Characterization of silane-modified immobilized gold colloids as a substrate for surface-enhanced Raman spectroscopy

Immobilized gold colloid particles coated with a C-18 alkylsilane layer have been characterized as a substrate for surface-enhanced Raman scattering (SERS) studies of adsorption onto hydrophobic surfaces. Atomic force microscopy images, optical extinction spectra, and SERS measurements are reported as a function of accumulation of gold colloid on glass. As the metal particles become increasingly aggregated on the surface, the SERS enhancement increases until the plasmon resonance shifts to wavelengths longer than the excitation laser.
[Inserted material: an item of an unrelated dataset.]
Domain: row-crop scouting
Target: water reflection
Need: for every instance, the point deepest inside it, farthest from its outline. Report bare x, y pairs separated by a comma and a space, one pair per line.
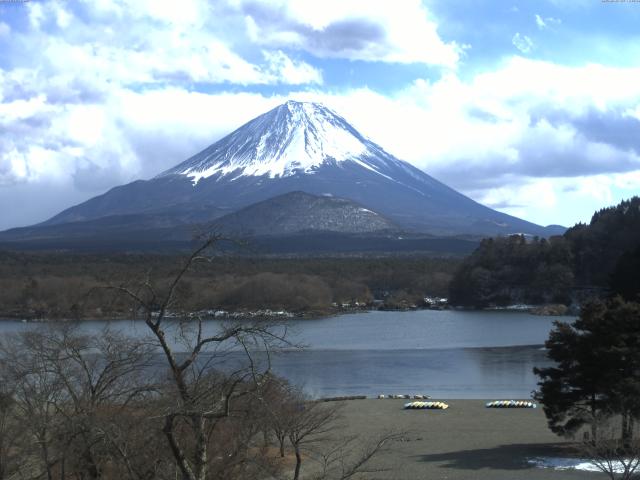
504, 372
The gold colloid substrates are stable and exhibit reproducible SERS enhancement. When octadecyltrimethoxysilane is self-assembled over the gold, the metal surface is protected from exposure to solution-phase species, as evidenced by the inhibition of chemisorption of a disulfide reagent to the overcoated gold surface. The results show that interactions with gold can be blocked by a silane layer so as not to significantly influence physisorption of molecules at the C-18/solution interface. The SERS enhancement from these C-18-overcoated gold substrates is reproducible for different films prepared from the same colloidal suspension; the substrates are also stable with time and upon exposure to laser irradiation.